A 35-year-old African-American male with von Hippel Lindau syndrome developed Sinonasal renal cell-like adenocarcinoma (SNRCLA). He underwent surgical resection followed by adjuvant radiation and has no recurrence one year from diagnosis. A review of the literature yielded two similar cases in the setting of VHL. In this case with associated VHL syndrome, next-generation sequencing detected MST1R mutation, a possible driver. Sinonasal renal cell-like adenocarcinoma is an emerging tumor associated with VHL syndrome and it is hoped that future studies shed light on the underlying biology of this unique tumor ¹⁾.

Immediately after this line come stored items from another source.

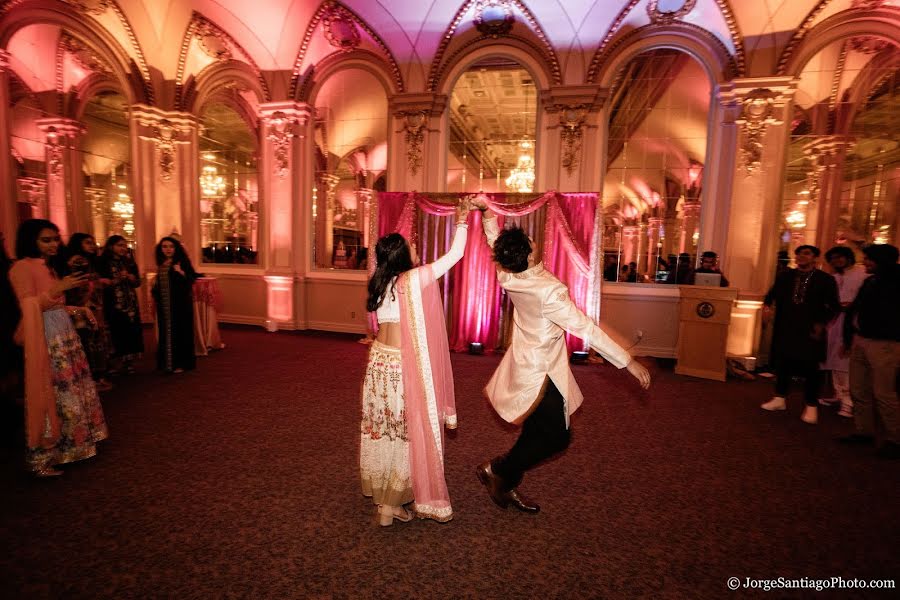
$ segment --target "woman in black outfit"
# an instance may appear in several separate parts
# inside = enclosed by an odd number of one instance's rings
[[[197,273],[181,242],[164,237],[156,245],[159,272],[153,284],[156,326],[159,331],[157,366],[181,373],[196,365],[194,355],[194,295]]]
[[[137,297],[141,276],[128,241],[121,235],[106,240],[97,272],[110,281],[103,290],[103,311],[112,337],[112,357],[121,362],[123,372],[134,373],[132,362],[144,351]]]

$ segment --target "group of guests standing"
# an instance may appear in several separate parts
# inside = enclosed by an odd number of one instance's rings
[[[24,384],[26,463],[37,476],[61,475],[57,466],[94,456],[107,437],[98,391],[113,387],[113,375],[133,374],[144,351],[141,276],[124,237],[111,236],[98,253],[92,235],[74,233],[64,245],[59,228],[43,219],[19,226],[14,262],[2,246],[0,253],[9,325],[0,331],[0,352],[8,358],[4,381]],[[160,240],[155,255],[157,366],[180,373],[195,365],[197,273],[175,238]]]
[[[866,246],[860,267],[852,249],[836,246],[825,253],[831,274],[817,268],[820,254],[815,246],[799,246],[796,268],[782,269],[765,297],[766,321],[776,309],[775,396],[762,408],[785,410],[791,381],[801,377],[804,422],[818,423],[819,404],[839,402],[838,414],[852,418],[856,430],[840,441],[873,445],[880,433],[878,455],[900,458],[900,251]],[[826,371],[834,398],[820,398]]]
[[[485,387],[497,413],[522,426],[515,445],[475,474],[491,500],[537,512],[518,489],[526,471],[569,444],[569,417],[583,396],[568,363],[565,333],[587,341],[644,388],[647,370],[613,342],[569,297],[566,286],[535,263],[534,244],[519,227],[500,230],[482,199],[457,209],[447,254],[418,266],[416,248],[392,233],[378,240],[367,308],[378,320],[362,391],[360,477],[382,526],[414,516],[453,518],[444,477],[443,428],[456,428],[453,373],[437,280],[463,256],[472,207],[497,264],[497,280],[515,307],[510,347]],[[413,503],[410,505],[410,503]],[[406,505],[411,508],[407,509]]]

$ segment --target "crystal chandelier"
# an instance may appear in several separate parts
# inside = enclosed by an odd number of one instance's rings
[[[218,174],[219,170],[212,165],[203,167],[200,176],[200,189],[204,196],[221,196],[225,193],[225,178]]]
[[[506,189],[526,193],[534,190],[534,159],[531,157],[531,142],[525,141],[519,144],[522,153],[519,154],[519,162],[514,169],[510,169],[506,178]]]

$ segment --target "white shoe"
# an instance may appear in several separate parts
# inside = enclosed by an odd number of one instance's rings
[[[839,417],[853,418],[853,405],[841,403],[841,410],[838,411]]]
[[[822,406],[831,406],[832,404],[837,404],[837,398],[819,398],[819,404]]]
[[[787,405],[784,403],[784,398],[775,396],[765,404],[761,404],[760,408],[763,410],[787,410]]]
[[[819,422],[819,409],[815,406],[807,406],[803,409],[803,414],[800,415],[800,420],[804,423],[815,425]]]

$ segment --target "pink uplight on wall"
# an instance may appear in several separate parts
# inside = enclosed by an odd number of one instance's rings
[[[294,280],[284,275],[266,275],[266,328],[276,331],[278,323],[290,322],[294,317]]]

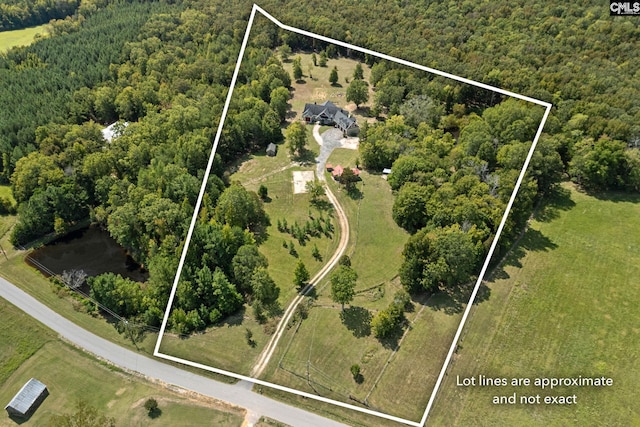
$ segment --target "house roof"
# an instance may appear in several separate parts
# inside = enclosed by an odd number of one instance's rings
[[[333,170],[331,171],[331,175],[340,176],[340,175],[342,175],[342,172],[344,172],[344,168],[342,166],[340,166],[340,165],[334,166]]]
[[[336,113],[333,117],[333,121],[336,122],[336,125],[343,131],[358,126],[356,120],[344,114],[342,110]]]
[[[267,151],[276,151],[277,149],[278,149],[278,147],[273,142],[271,142],[271,143],[269,143],[269,145],[267,145]]]
[[[29,409],[33,406],[42,393],[47,391],[47,386],[42,384],[35,378],[31,378],[25,385],[22,386],[18,394],[16,394],[11,402],[5,409],[11,408],[13,411],[20,414],[27,414]]]
[[[304,116],[321,116],[333,117],[340,111],[340,108],[331,101],[325,101],[322,104],[305,104],[302,112]]]

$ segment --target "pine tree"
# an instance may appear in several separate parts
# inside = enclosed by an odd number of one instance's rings
[[[333,67],[331,74],[329,74],[329,83],[331,83],[331,85],[338,83],[338,67],[336,66]]]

Different manifestations detected with 68Ga-DOTATOC PET/CT in patients with Von Hippel-Lindau disease: A case report ²⁾.

A 55-year-old male and a 37-year-old female, who were diagnosed as having VHL syndrome with a positive family history. The male patient presented with upper abdominal discomfort 2 years prior to the current study, and was diagnosed in another hospital as having a space-occupying lesion at the head of the pancreas. After undergoing hemangioblastoma resection of the right cerebellar hemisphere 1 month ago, he was admitted to the hospital for recent aggravation of upper abdominal discomfort to receive further diagnosis and treatment. The female patient previously underwent right ovarian cystectomy and T5-T6 intramedullary hemangioblastoma resection. She was diagnosed at another hospital as having pancreatic cancer, and was admitted to the hospital for recent aggravation of upper abdominal discomfort to receive further diagnosis and treatment.

The diagnosis and treatment of VHL syndrome is currently relatively difficult. It poses a substantial threat to patients and their families. The early and timely diagnosis and treatment of VHL syndrome can improve patients' prognosis and rates of survival ³⁾.